Un gordo con puro peroraba sentenciosamente y definía al toro como avispado y peligroso, un verdadero “marrajo”; lo inaudito es que todo el mundo hablase del toro y nadie del torero; la tarde de Pedrín de Zamarique, se había convertido en la tarde de  “Llavero” – que así  le bautizaron al  “colorado”- cuatro años atrás en la dehesa.

En el hotel, mayoral y ganadero, intentaban encontrar alguna explicación al inusitado comportamiento de Llavero en el ruedo. El mayoral en silencio, hizo como que recapacitaba y abriendo una estudiada pausa dio la sensación de estar sumido en una profunda cavilación.

Tras un largo suspiro comentó: “Recuerdo que cinco años atrás, un frío día del mes de Noviembre, se averió un camión que transportaba una piara de toros y vacas de “casta navarra” hacia una dehesa extremeña, donde un acaudalado empresario intentaba recuperar  este antiguo linaje para el toreo moderno. El  camionero pidió permiso para dejar las reses en la «placita» de tientas de la  finca. A  la mañana siguiente, al ir a embarcar el ganado, vimos que unas cuantas añojas de nuestra ganadería se habían colado por un burladero y habían pasado la noche con el ganado navarro; Llavero tenia que ser fruto de la unión de un toro navarro y una añoja nuestra.

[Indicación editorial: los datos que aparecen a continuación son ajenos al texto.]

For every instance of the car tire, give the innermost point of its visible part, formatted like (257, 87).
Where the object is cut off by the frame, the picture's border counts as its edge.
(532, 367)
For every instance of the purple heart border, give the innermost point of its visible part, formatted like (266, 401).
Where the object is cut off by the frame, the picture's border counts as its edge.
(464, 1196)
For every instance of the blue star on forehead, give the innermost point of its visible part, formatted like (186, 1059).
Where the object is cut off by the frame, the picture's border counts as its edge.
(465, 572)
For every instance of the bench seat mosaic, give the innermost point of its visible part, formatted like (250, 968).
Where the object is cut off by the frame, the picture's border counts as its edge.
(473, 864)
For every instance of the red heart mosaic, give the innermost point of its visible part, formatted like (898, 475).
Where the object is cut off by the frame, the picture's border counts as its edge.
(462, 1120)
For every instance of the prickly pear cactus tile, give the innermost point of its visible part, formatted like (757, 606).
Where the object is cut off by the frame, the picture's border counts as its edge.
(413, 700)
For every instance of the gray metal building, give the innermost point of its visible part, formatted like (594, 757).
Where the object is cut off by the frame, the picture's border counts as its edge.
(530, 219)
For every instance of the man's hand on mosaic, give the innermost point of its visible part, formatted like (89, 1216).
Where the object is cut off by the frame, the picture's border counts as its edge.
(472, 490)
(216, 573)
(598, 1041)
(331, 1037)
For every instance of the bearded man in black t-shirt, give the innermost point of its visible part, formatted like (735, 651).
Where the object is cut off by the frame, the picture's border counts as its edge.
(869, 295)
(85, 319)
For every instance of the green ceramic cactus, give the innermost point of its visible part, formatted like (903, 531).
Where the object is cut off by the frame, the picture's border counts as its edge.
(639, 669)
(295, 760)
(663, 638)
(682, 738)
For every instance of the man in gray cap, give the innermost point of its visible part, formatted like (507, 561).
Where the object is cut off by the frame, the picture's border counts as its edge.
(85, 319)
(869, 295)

Sólo esto podía explicar “el colorado encendido”, sus hechuras atípicas y el comportamiento tan terrible que desarrolló en el ruedo.

Sin saberlo, el público sangüesino había presenciado la lidia de un toro del siglo XIX por un torero de finales del siglo XX.

El mayoral preguntó inquisitivo al ganadero: “Que pasaría con la fiesta si todos los toros actuales fueran  de la catadura de Llavero”.

En la prensa del día siguiente, un  revistero taurino que era redicho y antiguo, escribió la siguiente reseña taurina que en verdad es la que se merecía el “colorado” Llavero:

“El sexto toro  no lucía, pero  tendría que lucir, la divisa encarnada y verde de Carriquiri y debiera  haber visto la luz a las orillas del Ebro, allá en la Tudela de Navarra. Era voluntarioso y franco. Tomó cuatro puyazos y dio un gran tumbo a la cabalgadura en el primero. No lograron los chicos adornarle el morrillo ni con un miserable par. Era bicho que se ceñía mucho, pisando los terrenos y con toda su mala y torcida intención le propinó un gran revolcón al diestro. Este anduvo descompuesto durante toda la lidia, no hizo nada y se puso pesado para matarlo”.